In a recent case, a major Japanese auto-parts supplier first tried to turn itself around using an out-of-court workout procedure called Turnaround ADR (Turnaround Alternative Dispute Resolution), but was unsuccessful due to a failure to obtain consents from some of its financial creditors. Consequently, the debtor had to file for formal civil rehabilitation with the Tokyo District Court, which resulted in a few-months-long delay in the overall restructuring process.

Prospects and challenges

The upcoming legislation will be, if successfully passed by the Diet, a ground-breaking reform of the Japanese corporate restructuring system and may make out-of-court workouts much easier, faster and more effective. In particular, with the increasing number of corporate insolvency cases, especially of small- and medium-sized enterprises (SMEs) due to excessive debt, attention is being focused on whether the new system can facilitate and accelerate the relief process during the pre-insolvency phase.

We must be cognizant of the hurdles to be overcome in the drafting of the new law before such legislation comes into effect. We should carefully assess the new rules, including, for instance, whether: (i) the terms Business Restructuring and Subject Claims are appropriately defined; (ii) the rules on protection of dissenting Subject Creditors are well-designed; (iii) the requirements for the approval of the Subject Creditors' meeting and the voting procedure are fairly and orderly structured; and (iv) the demand for accelerated business restructuring or turnaround and the fairness of the new procedure are well-balanced.

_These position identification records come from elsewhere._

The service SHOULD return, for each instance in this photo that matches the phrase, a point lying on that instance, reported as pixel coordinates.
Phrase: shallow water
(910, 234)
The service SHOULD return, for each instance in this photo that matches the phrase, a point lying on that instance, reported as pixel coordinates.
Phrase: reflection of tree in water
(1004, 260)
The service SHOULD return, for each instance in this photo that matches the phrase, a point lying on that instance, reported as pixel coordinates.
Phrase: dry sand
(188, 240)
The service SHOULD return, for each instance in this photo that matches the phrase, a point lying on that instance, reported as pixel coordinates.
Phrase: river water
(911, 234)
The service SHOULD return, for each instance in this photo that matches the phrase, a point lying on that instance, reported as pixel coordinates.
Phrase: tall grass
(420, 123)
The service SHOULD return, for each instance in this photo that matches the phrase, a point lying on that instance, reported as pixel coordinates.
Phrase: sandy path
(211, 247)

Whilst it is expected that foreign financial creditors will be able join the proceedings, we do not expect Japan to allow foreign debtors to have access to the workouts nor to allow parties to use the English language throughout the proceedings under the new regime. As such, it is unclear as of now whether the new workout process will be a useful tool for cross-border restructurings.

Conclusion

As the new rule is anticipated to have a huge impact on the Japanese corporate restructuring practice, we need to keep a cautious and close watch on the upcoming bill to be submitted to the Diet by the government.

(*) This article is an updated version of the original post by the authors titled "Japan to introduce long-awaited majority voting rule for out-of-court workout", released on 11 October 2022 on the Global Restructuring & Insolvency Blog by Baker McKenzie.